La 28e Conférence des Parties sur le climat des Nations Unies (COP 28) s’est terminée la semaine dernière à Dubaï, après 15 jours de discussions intenses. La mention d’une sortie progressive des énergies fossiles dans le texte final est un symbole important, mais le manque d’objectifs communs et de moyens financiers laissent peu de doutes sur les difficultés à maintenir une trajectoire permettant de rester sous les 1,5 degrés.
Par ailleurs, les syndicats saluent les échanges concernant le programme de travail pour une transition juste et la reconnaissance des droits des travailleurs, mais regrettent l’absence de mention du rôle essentiel des travailleurs et des syndicats dans le document final.

Présidée par Sultan Ahmed Al Jaber, dirigeant de la plus grande compagnie pétrolière et gazière émiratie, l’ADNOC, cette COP très attendue devait établir le premier bilan mondial des engagements pris par les États à Paris en 2015 lors de la COP21.
Pour les organisations syndicales, elles aussi parties prenantes, les enjeux autour du programme de travail pour une transition juste étaient importants : il ne sera en effet pas possible d’assurer la transition sans ou contre les travailleurs.euses.

Cette conférence intervenait après la publication, ces derniers mois, de nombreux rapports, études ou analyses montrant une fois de plus que les voyants scientifiques sont au rouge. La crise climatique s’aggrave, avec en 2023 des records de chaleurs et des évènements extrêmes dans plusieurs régions du monde, les mégafeux au Canada, les inondations en Europe et les températures extrêmes ressenties en Asie du Sud-Est.
La trajectoire des émissions de GES augmente. Il devient de plus en plus urgent de limiter le réchauffement à +1,5°C.
D’ailleurs, le seuil symbolique de +2°C de hausse des températures par rapport aux niveaux préindustriels (moyenne 1850-1900) a pour la première fois été franchi le 17 novembre 2023, selon Copernicus, le programme d’observation de la Terre de l’Union européenne.

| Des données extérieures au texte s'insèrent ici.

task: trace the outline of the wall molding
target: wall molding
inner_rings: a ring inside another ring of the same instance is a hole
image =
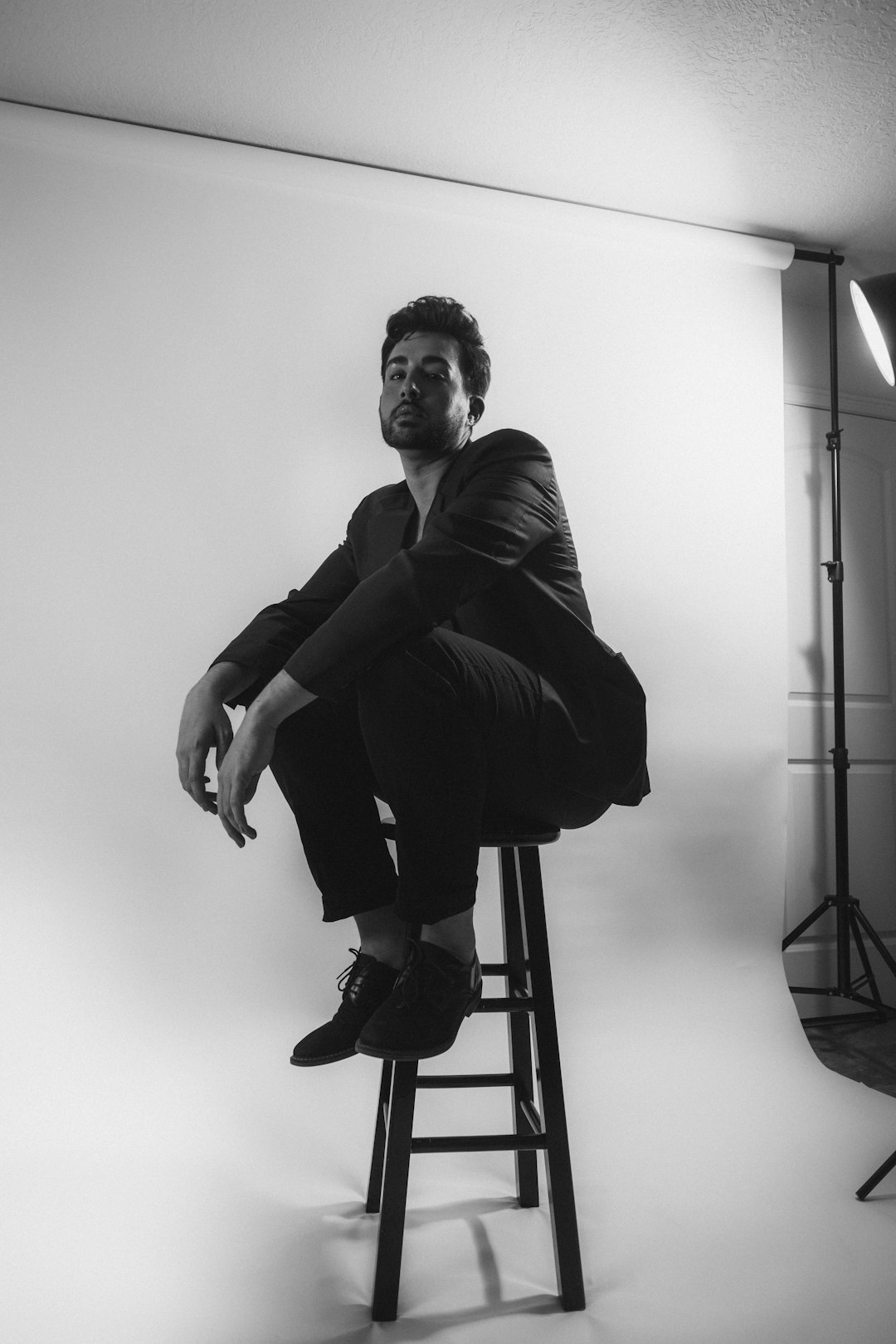
[[[785,383],[785,405],[805,406],[810,410],[829,411],[830,391],[826,387],[806,387],[802,383]],[[845,415],[865,415],[869,419],[896,421],[895,396],[853,396],[840,394],[840,409]]]

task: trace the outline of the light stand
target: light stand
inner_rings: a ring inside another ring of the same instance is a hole
[[[849,810],[848,810],[848,778],[849,751],[846,750],[846,689],[844,676],[844,562],[841,554],[841,509],[840,509],[840,392],[837,380],[837,266],[844,258],[836,253],[813,253],[797,249],[797,261],[823,262],[827,266],[827,319],[830,331],[830,433],[827,434],[827,452],[830,453],[830,503],[832,503],[832,532],[833,532],[833,559],[823,562],[827,570],[827,582],[832,585],[833,601],[833,667],[834,667],[834,746],[830,750],[834,765],[834,859],[836,859],[836,894],[825,896],[822,903],[813,910],[802,923],[787,934],[782,943],[786,950],[791,942],[799,938],[811,925],[815,923],[829,910],[834,911],[837,921],[837,984],[830,986],[791,985],[794,995],[822,995],[832,999],[849,999],[862,1004],[870,1012],[837,1013],[826,1017],[803,1017],[805,1027],[832,1025],[848,1021],[884,1021],[887,1017],[896,1017],[896,1009],[889,1008],[877,989],[875,972],[868,958],[864,935],[872,941],[884,962],[896,976],[896,961],[889,954],[879,934],[872,929],[868,918],[861,911],[858,900],[849,894]],[[853,978],[850,964],[850,938],[856,943],[862,973]]]

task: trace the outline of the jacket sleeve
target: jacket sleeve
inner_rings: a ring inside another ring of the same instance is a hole
[[[459,488],[441,512],[430,512],[423,538],[347,593],[286,661],[306,689],[337,694],[391,644],[449,620],[556,528],[547,450],[513,431],[490,438],[488,453],[449,469],[447,476],[463,473]]]
[[[357,585],[357,571],[348,538],[314,571],[301,589],[292,589],[283,602],[274,602],[250,621],[215,663],[238,663],[257,673],[255,680],[234,700],[251,704],[290,655],[322,625]]]

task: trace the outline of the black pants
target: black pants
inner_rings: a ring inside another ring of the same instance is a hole
[[[609,804],[548,780],[539,677],[442,628],[387,649],[339,702],[277,731],[271,770],[324,898],[324,919],[396,902],[435,923],[476,900],[484,813],[583,827]],[[396,821],[398,876],[376,798]]]

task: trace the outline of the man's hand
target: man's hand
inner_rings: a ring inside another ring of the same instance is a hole
[[[220,696],[203,680],[184,702],[177,734],[177,773],[181,788],[199,804],[203,812],[216,812],[215,794],[206,785],[206,759],[215,747],[215,765],[220,770],[227,749],[234,741],[230,716]]]
[[[246,804],[255,796],[262,771],[274,754],[277,724],[250,712],[218,766],[218,816],[230,839],[242,849],[258,835],[246,820]]]

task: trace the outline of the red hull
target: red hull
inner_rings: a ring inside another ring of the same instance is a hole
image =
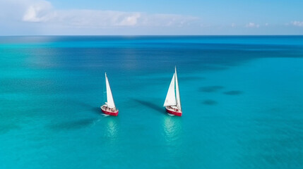
[[[109,115],[113,115],[113,116],[117,116],[117,115],[118,115],[118,113],[119,113],[119,111],[114,111],[114,112],[113,112],[113,111],[107,111],[105,110],[103,110],[102,108],[102,107],[101,107],[101,111],[105,114]]]
[[[174,111],[172,110],[169,110],[167,108],[166,108],[166,112],[167,112],[170,114],[172,114],[177,116],[182,115],[182,112]]]

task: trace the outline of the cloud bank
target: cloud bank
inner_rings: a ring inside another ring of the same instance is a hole
[[[11,4],[23,7],[22,21],[44,23],[65,27],[182,27],[194,24],[198,18],[175,14],[149,14],[141,12],[73,9],[56,10],[44,0],[13,0]]]

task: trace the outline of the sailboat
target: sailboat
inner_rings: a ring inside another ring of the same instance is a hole
[[[172,75],[172,79],[170,82],[170,88],[168,88],[167,94],[166,95],[163,106],[165,107],[166,111],[170,115],[182,115],[176,67],[174,67],[174,73]]]
[[[107,75],[105,73],[105,84],[106,84],[106,96],[107,102],[100,108],[102,112],[106,115],[117,116],[119,113],[119,110],[114,105],[114,98],[112,97],[112,90],[110,89],[109,82],[108,82]]]

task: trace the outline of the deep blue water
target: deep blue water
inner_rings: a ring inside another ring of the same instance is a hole
[[[0,37],[0,168],[302,168],[303,37]]]

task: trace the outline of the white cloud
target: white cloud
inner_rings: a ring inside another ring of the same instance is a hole
[[[18,12],[11,12],[18,11]],[[175,14],[150,14],[102,10],[57,10],[45,0],[0,0],[0,11],[10,19],[40,25],[64,27],[105,28],[121,27],[182,27],[196,23],[198,18]],[[5,18],[4,15],[2,18]],[[0,14],[1,18],[1,14]]]
[[[292,21],[291,24],[295,26],[303,27],[303,21]]]
[[[260,25],[256,24],[254,23],[249,23],[245,25],[246,27],[259,27]]]

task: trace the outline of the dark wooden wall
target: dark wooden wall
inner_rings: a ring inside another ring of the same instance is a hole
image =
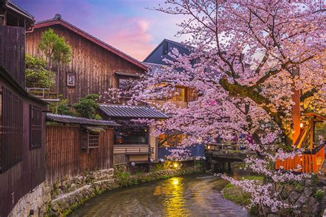
[[[0,64],[25,87],[25,28],[0,25]]]
[[[85,171],[113,167],[113,131],[100,133],[99,148],[87,153],[80,148],[79,126],[47,126],[46,180],[50,183]]]
[[[42,32],[49,27],[35,29],[26,34],[26,52],[42,56],[39,49]],[[144,69],[107,51],[94,43],[80,36],[60,25],[51,26],[72,47],[72,61],[63,67],[59,75],[59,93],[74,103],[80,97],[89,93],[102,93],[111,87],[118,87],[116,71],[143,73]],[[56,71],[56,69],[54,68]],[[67,87],[67,73],[76,75],[75,87]]]
[[[22,161],[0,173],[0,216],[7,216],[19,198],[45,181],[45,114],[42,114],[42,145],[40,148],[30,150],[30,105],[44,104],[24,97],[0,77],[0,87],[5,87],[23,100],[23,155]],[[0,103],[1,105],[1,103]],[[6,114],[3,114],[6,115]]]

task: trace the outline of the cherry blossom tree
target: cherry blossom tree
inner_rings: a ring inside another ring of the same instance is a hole
[[[155,135],[184,132],[184,144],[247,135],[248,148],[257,155],[246,166],[268,181],[221,176],[250,192],[262,213],[264,207],[288,208],[276,183],[309,176],[277,171],[274,164],[300,155],[292,146],[294,91],[301,90],[303,115],[326,112],[325,8],[325,1],[314,0],[167,0],[154,10],[184,16],[177,35],[188,36],[184,44],[192,52],[171,50],[165,59],[170,67],[153,67],[141,76],[129,103],[151,102],[171,114],[164,121],[142,121],[157,127]],[[196,89],[198,100],[185,108],[155,103],[177,94],[177,85]]]

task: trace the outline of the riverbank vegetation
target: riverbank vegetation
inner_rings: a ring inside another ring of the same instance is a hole
[[[263,183],[263,176],[250,176],[248,177],[243,177],[242,179],[246,180],[257,180]],[[224,198],[231,201],[238,205],[242,206],[248,206],[251,203],[251,194],[242,190],[241,187],[228,183],[221,191],[222,196]],[[258,209],[257,206],[252,206],[248,209],[249,213],[252,214],[258,214]]]

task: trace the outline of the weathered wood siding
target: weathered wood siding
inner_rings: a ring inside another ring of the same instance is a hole
[[[25,28],[0,25],[0,64],[25,87]]]
[[[100,133],[99,148],[87,153],[80,146],[79,126],[47,126],[46,180],[54,183],[85,171],[113,166],[113,131]]]
[[[42,114],[41,147],[30,150],[30,105],[41,106],[43,110],[46,110],[46,107],[30,98],[25,98],[1,78],[0,78],[0,87],[10,89],[23,100],[22,160],[3,173],[0,173],[0,216],[7,216],[19,198],[45,180],[45,114],[44,113]],[[6,113],[3,115],[6,115]]]
[[[49,27],[35,29],[26,34],[26,52],[42,56],[39,49],[42,32]],[[110,87],[118,87],[116,71],[142,73],[144,70],[121,57],[60,25],[51,27],[60,36],[64,36],[72,46],[72,61],[63,67],[59,75],[59,93],[69,103],[89,93],[102,93]],[[56,69],[54,68],[56,71]],[[67,86],[67,73],[75,73],[75,87]]]

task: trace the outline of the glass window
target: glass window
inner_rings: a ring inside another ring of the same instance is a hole
[[[148,126],[131,121],[116,121],[120,124],[115,128],[115,144],[148,144]]]

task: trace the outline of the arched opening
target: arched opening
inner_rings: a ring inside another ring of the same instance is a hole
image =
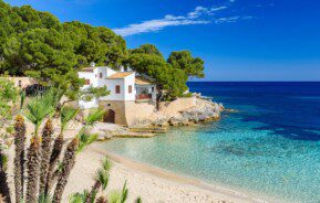
[[[109,109],[105,115],[103,116],[103,121],[104,122],[111,122],[115,124],[115,111],[112,109]]]

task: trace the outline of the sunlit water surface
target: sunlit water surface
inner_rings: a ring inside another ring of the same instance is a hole
[[[189,83],[236,114],[100,147],[277,202],[320,202],[320,83]]]

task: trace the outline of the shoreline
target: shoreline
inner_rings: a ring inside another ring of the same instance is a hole
[[[271,203],[270,201],[260,200],[249,194],[238,192],[236,190],[227,189],[227,188],[215,185],[211,183],[206,183],[196,178],[177,174],[166,169],[162,169],[155,165],[149,165],[147,163],[132,160],[130,158],[115,154],[107,150],[96,148],[95,146],[89,147],[87,150],[102,154],[102,156],[107,156],[113,162],[121,164],[127,168],[128,170],[133,170],[136,173],[143,173],[143,174],[151,175],[153,178],[162,179],[173,185],[182,185],[186,188],[192,188],[196,191],[203,191],[205,193],[209,193],[214,197],[220,200],[221,202]]]

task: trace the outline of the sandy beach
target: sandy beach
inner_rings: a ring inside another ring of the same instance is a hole
[[[27,122],[28,135],[32,125]],[[74,135],[78,125],[72,125],[66,139]],[[55,136],[59,127],[55,128]],[[29,139],[27,139],[29,140]],[[29,146],[29,143],[27,145]],[[168,172],[166,170],[133,161],[105,150],[94,143],[76,157],[75,165],[71,172],[69,183],[63,194],[63,203],[69,202],[71,194],[90,190],[94,183],[94,175],[101,167],[103,158],[109,157],[113,163],[106,193],[121,190],[127,181],[127,202],[135,202],[141,196],[144,203],[262,203],[252,196],[207,184],[196,179]],[[14,146],[9,150],[9,165],[13,165]],[[13,167],[9,168],[9,184],[13,192]]]
[[[262,202],[236,191],[209,185],[198,180],[187,179],[105,152],[94,146],[87,148],[78,157],[64,192],[63,202],[68,202],[70,194],[90,189],[93,184],[94,172],[99,169],[100,162],[105,156],[113,162],[107,192],[121,190],[123,183],[127,181],[130,192],[127,202],[134,202],[137,196],[141,196],[144,203]]]

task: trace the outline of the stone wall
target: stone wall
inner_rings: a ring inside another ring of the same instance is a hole
[[[155,103],[101,100],[99,104],[100,108],[104,110],[112,109],[115,111],[115,124],[128,127],[149,124],[158,118],[169,119],[196,105],[196,97],[177,98],[171,103],[163,101],[159,104],[158,111]]]
[[[179,111],[197,105],[196,97],[177,98],[173,101],[162,101],[159,104],[159,114],[163,116],[176,116]]]
[[[149,119],[155,111],[156,106],[154,103],[126,101],[125,117],[127,126],[133,126],[141,120]]]
[[[122,100],[100,100],[99,107],[104,110],[115,111],[115,124],[127,126],[127,120],[125,118],[125,101]]]

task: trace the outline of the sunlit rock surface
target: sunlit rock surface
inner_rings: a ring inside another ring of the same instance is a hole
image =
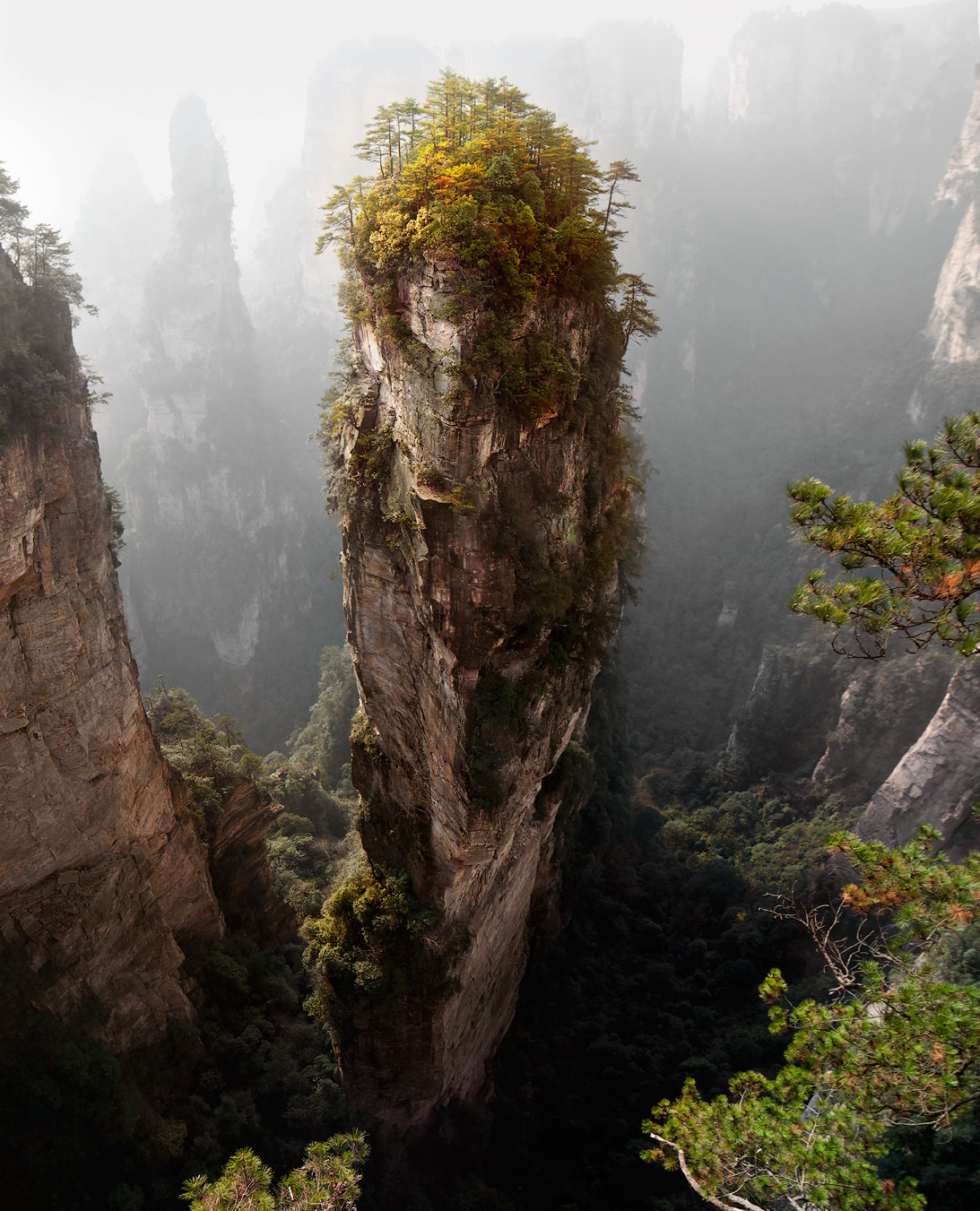
[[[980,785],[980,670],[962,667],[928,727],[869,803],[858,832],[905,845],[919,825],[940,833],[953,856],[980,843],[973,820]]]

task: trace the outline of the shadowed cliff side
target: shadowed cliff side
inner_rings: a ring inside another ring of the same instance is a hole
[[[220,939],[187,788],[139,700],[68,306],[0,254],[0,918],[40,1004],[114,1051],[190,1020]]]

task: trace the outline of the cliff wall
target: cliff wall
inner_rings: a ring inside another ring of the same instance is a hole
[[[980,361],[980,69],[973,104],[936,194],[965,206],[936,286],[928,334],[936,362]]]
[[[887,845],[905,845],[919,825],[936,828],[953,857],[980,844],[973,810],[980,791],[976,735],[980,671],[958,670],[925,730],[873,796],[858,833]]]
[[[561,348],[572,374],[520,419],[489,379],[460,391],[449,373],[481,318],[447,318],[453,281],[434,259],[397,280],[411,337],[359,322],[334,408],[361,836],[440,913],[439,978],[357,1006],[340,1039],[349,1097],[399,1129],[488,1089],[532,900],[557,880],[556,817],[589,790],[585,754],[561,758],[618,625],[627,511],[606,314],[525,308],[516,339]]]
[[[7,386],[44,373],[0,435],[0,929],[41,1004],[122,1051],[193,1017],[183,948],[224,923],[141,704],[68,309],[2,254],[0,332],[29,350]]]

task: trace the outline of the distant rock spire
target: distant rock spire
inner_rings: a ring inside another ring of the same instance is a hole
[[[942,265],[929,316],[933,360],[980,361],[980,68],[973,104],[953,144],[936,201],[968,205]]]

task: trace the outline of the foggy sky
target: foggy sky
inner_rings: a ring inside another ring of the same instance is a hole
[[[864,6],[904,8],[915,0]],[[464,62],[458,48],[468,40],[521,30],[572,36],[597,19],[659,19],[684,39],[693,88],[749,13],[778,7],[764,0],[167,0],[156,7],[0,0],[0,160],[19,178],[33,218],[70,235],[92,172],[113,145],[136,154],[155,194],[168,193],[170,114],[196,92],[228,148],[241,230],[297,163],[310,74],[346,39],[416,34],[452,64]]]

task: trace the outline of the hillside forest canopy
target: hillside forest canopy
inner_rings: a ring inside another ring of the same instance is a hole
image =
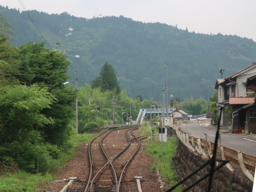
[[[251,65],[256,56],[256,43],[236,35],[196,33],[177,25],[136,21],[122,15],[86,19],[67,12],[50,15],[1,6],[0,12],[17,32],[8,40],[14,47],[44,42],[29,14],[46,40],[45,47],[55,49],[59,43],[57,48],[65,51],[71,62],[69,81],[77,77],[83,80],[79,87],[91,85],[107,62],[120,90],[131,91],[134,98],[151,95],[161,100],[166,65],[170,95],[209,101],[221,69],[225,69],[223,77],[228,76]]]

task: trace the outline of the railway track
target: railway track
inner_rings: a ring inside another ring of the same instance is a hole
[[[93,140],[88,146],[89,172],[87,179],[75,179],[63,191],[139,191],[136,182],[122,182],[126,170],[141,146],[140,140],[143,138],[137,138],[133,133],[136,129],[107,131]]]

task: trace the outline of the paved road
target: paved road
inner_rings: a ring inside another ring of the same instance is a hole
[[[207,130],[207,140],[214,143],[218,127],[212,126],[209,123],[189,123],[181,126],[185,132],[189,136],[199,137],[205,140],[205,130]],[[232,134],[227,127],[221,127],[220,144],[223,146],[235,151],[241,151],[243,153],[256,157],[256,135],[245,135],[244,133]]]

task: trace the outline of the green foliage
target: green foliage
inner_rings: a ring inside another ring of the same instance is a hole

Après un début de COP encourageant avec l’adoption d’un fonds dédié aux pertes et dommages, les discussions finales n’ont pas permis de trouver un accord clair sur la sortie des énergies fossiles. Figure seulement une mention de transition progressive, sans objectifs communs.
Seule la question des énergies renouvelables a permis de relever les ambitions :

triplement de la production des énergies renouvelables d’ici 2030, doublement de l’efficacité énergétique, reconnaissance de la baisse rapide des coûts des énergies renouvelables.

Pour les organisations syndicales présentes au sein d’une délégation dédiée, le bilan reste mitigé du fait d’un manque d’engagements clairs.
La demande d’une transition juste loin des combustibles fossiles est entendue, mais le texte comporte encore de nombreuses mentions trop vagues pour engager l’ensemble des parties. Pour la première fois dans le processus d’une COP, le programme de travail pour une transition juste a établi la reconnaissance des droits du travail et la protection sociale a été incluse dans l’adaptation. Il s’agit là de véritables avancées pour les travailleurs.euses du monde entier.
Néanmoins, bien que la transition vers l’abandon des combustibles fossiles soit à saluer, l’omission délibérée des travailleurs et des syndicats dans le texte du bilan mondial sape la transition juste pour laquelle l’ensemble des organisations syndicales se battent aujourd’hui. Sans la participation active de tou.te.s les travailleurs.euses, la transition ne fonctionnera pas.